A “hominoid” is how the folks at the FHWA initially described him, though later they referred to him as a gender-neutral “Walking Person’”— an icon that actually dates back to the 1940s. At that time, “walk” and “don’t walk” typified traffic signage, but began to be phased out because words could be misunderstood by increasingly globalized populations. “The use of icons instead of words on traffic signs has been a slow but steady evolution for decades because they improve universal comprehension,” an FHWA spokesperson says. “This is not a recent development.”
In fact, the Walking Person’s first major move actually took place in 1971 when it became enshrined in the Manual on Uniform Traffic Control Devices — the FHWA bible — as an alternative to the words “WALK” and “DON’T WALK.” For the next four decades or so, our little friend slowly, informally replaced its outdated predecessors until 2009; that’s when the Walking Person finally became the FHWA standard and, as the spokesperson says, “the option to use words is no longer permitted in newly installed signals.” One day soon, every traffic signal will contain the Walking Person, along with its counterpart: the bright red hand telling folks not to walk.

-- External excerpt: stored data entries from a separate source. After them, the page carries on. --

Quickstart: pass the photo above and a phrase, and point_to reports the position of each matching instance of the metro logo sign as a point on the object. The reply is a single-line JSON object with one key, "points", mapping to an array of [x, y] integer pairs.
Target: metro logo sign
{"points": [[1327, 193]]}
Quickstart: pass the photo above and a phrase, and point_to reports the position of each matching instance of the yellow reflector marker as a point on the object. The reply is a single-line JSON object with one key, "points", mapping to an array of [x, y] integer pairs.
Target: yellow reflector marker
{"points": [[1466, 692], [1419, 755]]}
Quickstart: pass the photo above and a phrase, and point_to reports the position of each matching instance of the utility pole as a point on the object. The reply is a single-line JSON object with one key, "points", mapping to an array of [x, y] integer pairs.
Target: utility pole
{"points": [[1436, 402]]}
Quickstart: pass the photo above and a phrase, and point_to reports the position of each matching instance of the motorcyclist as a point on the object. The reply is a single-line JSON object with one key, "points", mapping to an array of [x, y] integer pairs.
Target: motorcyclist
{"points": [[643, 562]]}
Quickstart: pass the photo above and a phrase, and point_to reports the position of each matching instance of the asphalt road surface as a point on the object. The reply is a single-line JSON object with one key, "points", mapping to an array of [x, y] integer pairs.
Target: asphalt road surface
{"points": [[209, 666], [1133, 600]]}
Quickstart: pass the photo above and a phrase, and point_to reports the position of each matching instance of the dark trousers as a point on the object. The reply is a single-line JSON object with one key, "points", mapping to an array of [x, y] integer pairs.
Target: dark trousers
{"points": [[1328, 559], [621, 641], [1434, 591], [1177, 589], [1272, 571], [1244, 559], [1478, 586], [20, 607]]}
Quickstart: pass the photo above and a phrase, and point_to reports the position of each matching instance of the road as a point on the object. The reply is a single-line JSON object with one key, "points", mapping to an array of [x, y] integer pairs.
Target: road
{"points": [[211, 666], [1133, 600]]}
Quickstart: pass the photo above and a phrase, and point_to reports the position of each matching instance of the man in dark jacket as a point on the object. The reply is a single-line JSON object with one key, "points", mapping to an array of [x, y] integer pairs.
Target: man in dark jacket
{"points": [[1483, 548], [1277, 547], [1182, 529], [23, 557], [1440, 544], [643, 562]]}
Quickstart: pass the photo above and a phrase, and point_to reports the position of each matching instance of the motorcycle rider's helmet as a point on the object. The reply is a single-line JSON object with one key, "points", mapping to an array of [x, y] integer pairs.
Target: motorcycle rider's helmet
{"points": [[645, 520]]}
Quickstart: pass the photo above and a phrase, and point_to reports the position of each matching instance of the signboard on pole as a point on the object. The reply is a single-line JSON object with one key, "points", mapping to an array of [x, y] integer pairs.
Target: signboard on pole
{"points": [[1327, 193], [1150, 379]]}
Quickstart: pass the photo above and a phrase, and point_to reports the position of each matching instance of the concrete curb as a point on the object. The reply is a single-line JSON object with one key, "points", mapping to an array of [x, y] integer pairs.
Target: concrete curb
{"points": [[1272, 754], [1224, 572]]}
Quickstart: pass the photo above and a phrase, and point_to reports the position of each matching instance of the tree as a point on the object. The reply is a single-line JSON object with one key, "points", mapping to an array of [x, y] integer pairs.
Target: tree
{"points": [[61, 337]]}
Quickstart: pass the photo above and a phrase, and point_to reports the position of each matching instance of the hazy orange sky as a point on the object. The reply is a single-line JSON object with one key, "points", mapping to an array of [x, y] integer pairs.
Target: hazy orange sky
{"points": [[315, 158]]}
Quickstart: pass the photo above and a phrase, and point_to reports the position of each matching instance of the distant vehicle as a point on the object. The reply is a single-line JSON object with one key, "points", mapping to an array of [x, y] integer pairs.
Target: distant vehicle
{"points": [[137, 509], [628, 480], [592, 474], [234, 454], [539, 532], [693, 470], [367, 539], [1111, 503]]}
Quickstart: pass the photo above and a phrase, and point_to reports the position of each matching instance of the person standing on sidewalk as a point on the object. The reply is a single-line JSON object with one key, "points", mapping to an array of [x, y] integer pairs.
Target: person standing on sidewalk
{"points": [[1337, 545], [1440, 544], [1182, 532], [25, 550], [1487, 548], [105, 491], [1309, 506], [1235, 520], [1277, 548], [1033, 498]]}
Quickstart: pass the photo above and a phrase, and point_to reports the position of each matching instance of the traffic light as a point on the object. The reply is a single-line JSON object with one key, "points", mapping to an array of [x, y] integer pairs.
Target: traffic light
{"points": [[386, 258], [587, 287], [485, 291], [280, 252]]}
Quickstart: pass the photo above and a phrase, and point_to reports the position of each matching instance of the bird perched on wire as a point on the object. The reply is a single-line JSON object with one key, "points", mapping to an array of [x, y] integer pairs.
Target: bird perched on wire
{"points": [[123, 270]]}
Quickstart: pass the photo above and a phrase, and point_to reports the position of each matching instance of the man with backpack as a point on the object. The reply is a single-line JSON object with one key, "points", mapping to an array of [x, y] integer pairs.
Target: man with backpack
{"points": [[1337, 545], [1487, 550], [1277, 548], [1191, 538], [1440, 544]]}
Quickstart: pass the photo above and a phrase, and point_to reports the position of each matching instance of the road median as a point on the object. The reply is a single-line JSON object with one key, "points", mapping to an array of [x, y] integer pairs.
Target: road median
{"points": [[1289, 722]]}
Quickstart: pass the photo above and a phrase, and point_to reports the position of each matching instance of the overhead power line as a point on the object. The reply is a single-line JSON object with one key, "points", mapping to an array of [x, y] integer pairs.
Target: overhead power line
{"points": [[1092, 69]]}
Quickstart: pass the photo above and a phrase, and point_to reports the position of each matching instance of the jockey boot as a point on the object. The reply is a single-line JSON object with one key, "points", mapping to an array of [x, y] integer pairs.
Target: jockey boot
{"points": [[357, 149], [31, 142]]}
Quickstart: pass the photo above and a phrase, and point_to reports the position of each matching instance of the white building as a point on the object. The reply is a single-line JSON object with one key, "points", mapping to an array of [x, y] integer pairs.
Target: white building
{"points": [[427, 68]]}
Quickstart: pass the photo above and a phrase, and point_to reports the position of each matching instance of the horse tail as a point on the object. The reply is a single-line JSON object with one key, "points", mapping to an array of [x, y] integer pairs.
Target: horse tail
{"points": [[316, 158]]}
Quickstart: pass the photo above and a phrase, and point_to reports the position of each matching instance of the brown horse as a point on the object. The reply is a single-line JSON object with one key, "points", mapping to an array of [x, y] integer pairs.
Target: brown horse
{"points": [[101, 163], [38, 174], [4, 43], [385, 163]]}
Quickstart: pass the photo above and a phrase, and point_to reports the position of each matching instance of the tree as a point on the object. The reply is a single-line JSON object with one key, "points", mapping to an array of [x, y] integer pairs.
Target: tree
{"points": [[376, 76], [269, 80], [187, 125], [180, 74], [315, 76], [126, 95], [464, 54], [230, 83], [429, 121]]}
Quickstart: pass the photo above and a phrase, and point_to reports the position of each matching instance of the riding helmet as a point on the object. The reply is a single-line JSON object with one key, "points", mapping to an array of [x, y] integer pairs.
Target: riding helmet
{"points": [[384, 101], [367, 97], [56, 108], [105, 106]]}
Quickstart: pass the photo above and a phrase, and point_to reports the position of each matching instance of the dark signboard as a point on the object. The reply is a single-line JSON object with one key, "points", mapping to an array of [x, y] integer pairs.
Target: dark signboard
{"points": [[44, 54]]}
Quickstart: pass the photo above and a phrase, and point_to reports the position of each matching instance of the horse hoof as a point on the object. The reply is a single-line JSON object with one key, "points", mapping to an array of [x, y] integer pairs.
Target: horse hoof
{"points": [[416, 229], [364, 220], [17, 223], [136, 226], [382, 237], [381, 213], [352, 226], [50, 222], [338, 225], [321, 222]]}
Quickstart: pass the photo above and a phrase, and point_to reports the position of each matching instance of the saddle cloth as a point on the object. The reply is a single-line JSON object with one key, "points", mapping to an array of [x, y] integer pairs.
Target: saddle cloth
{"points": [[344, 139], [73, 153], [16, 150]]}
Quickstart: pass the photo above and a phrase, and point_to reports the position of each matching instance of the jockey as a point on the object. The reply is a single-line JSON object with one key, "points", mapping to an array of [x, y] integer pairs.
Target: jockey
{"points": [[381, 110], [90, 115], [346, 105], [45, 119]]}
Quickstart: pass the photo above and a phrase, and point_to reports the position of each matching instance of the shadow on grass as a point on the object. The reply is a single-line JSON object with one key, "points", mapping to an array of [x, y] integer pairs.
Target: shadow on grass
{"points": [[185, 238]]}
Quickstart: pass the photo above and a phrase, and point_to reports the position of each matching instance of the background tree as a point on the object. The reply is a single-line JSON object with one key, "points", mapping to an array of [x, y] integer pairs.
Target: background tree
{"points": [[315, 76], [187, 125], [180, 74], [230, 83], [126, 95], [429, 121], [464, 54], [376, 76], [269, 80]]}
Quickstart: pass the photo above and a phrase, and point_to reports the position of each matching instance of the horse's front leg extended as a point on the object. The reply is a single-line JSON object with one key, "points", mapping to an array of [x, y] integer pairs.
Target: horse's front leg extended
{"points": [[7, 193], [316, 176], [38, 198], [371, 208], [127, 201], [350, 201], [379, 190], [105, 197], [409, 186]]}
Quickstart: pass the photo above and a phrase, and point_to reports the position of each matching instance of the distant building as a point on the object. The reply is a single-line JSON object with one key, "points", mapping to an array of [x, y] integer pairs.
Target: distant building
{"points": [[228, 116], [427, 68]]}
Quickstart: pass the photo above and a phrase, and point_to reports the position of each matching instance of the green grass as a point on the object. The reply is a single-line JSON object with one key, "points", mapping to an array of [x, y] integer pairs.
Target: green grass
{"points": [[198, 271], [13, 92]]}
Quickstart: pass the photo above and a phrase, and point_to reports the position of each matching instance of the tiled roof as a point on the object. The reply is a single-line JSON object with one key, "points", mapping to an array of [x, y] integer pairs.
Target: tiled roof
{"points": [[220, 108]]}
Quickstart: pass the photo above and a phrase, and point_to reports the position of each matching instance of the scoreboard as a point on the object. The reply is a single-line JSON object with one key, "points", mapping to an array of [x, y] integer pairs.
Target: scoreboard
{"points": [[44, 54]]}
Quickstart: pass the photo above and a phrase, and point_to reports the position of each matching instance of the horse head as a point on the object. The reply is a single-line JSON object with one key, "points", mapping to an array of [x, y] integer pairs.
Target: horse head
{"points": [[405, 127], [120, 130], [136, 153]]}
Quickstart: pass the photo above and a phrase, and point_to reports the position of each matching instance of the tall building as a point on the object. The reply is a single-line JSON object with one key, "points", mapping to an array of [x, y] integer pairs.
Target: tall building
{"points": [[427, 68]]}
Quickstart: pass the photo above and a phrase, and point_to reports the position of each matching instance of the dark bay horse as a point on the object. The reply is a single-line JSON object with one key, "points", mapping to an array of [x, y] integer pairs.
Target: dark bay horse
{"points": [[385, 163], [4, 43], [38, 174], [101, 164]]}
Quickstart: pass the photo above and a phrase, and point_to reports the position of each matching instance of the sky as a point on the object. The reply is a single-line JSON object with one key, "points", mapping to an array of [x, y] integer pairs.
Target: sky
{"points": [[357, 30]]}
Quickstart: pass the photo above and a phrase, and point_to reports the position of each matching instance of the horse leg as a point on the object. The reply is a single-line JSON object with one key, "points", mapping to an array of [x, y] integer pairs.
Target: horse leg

So the “little man” is actually a little person, but that little person is still white. Right?
Close. It’s “lunar white,” according to the FHWA: a shade of white with yellow and grey accents that mimics the color of the moon. Lunar white wasn’t chosen because it sounds cool. According to FHWA research, the agency spokesperson says, moonlight offers “the peak sensitivity for the rod cells in the human retina.” In other words, our vision is predisposed to favoring the clarity and intensity of moonlight.

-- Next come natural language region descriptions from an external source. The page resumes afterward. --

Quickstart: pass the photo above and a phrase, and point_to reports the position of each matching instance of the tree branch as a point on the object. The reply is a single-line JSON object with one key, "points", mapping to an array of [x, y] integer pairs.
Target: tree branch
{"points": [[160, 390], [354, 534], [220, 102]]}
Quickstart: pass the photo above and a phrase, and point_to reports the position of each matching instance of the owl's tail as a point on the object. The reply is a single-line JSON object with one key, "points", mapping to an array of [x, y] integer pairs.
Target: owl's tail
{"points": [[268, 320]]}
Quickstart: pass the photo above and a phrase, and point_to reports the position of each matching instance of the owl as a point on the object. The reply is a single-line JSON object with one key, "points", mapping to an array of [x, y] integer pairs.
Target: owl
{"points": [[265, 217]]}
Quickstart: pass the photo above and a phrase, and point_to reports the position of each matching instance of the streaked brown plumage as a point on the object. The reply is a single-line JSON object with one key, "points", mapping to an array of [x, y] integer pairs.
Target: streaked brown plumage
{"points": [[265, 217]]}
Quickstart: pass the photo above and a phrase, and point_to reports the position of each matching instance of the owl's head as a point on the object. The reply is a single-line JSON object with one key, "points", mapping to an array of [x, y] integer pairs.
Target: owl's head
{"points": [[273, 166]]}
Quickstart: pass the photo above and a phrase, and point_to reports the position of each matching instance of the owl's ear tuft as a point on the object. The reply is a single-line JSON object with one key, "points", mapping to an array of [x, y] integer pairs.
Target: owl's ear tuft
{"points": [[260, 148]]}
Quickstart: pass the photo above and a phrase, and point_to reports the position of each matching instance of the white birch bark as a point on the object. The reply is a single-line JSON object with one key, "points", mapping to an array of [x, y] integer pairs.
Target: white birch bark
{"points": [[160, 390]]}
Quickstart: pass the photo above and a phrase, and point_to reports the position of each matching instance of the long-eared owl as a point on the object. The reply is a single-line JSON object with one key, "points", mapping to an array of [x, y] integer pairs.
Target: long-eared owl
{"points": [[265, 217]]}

In the end, it’s not that the Walking Man is so super-duper white. Rather, his true competitive edge is that he’s super-duper bright. “The use of bright colors… offers the greatest contrast against a dark background,” the FHWA spokesperson says. “They do not lend themselves to confusion with other colors [and] are thought to provide the greatest level of comprehension and safety.”
And there you have it: The government-approved origins of the “little White men” telling us to cross the street at corners across New York. Thanks to help from the FHWA, I am now convinced that technology and necessity, rather than some anti-Black conspiracy, propelled the shift from verbal crosswalk cues to a lunar-white Walking Person. But my heart still sinks at the specter of teaching my sons to ask a White man for permission to do — well, anything. Because so much of the world already insists that we do.
At a time when the totems of systemic anti-Blackness are being dismantled at a surprising pace, there comes a moment when you have to consider the endgame. And traffic lights are one of those moments. Because while this highly politicized period does demand a racial rethink, overhauling the stoplight industrial complex is probably not the best use of our resources. A White man isn’t really telling us when to cross the street, even if we hear a friend blithely expressing it in those terms.
Nonetheless, that little White man woke me up to the ways that language imparts power and privilege even upon the most banal necessities. And so, as I begin teaching my boys survival basics like riding a bike, waiting in line, and… yes… crossing the street, I’ll work hard to avoid phrases like “little White man.” Obviously “bright light person” rolls off the tongue far less mellifluously, but a bit of extra verbal labor is worth the price of not conceding our power to even one more little White man.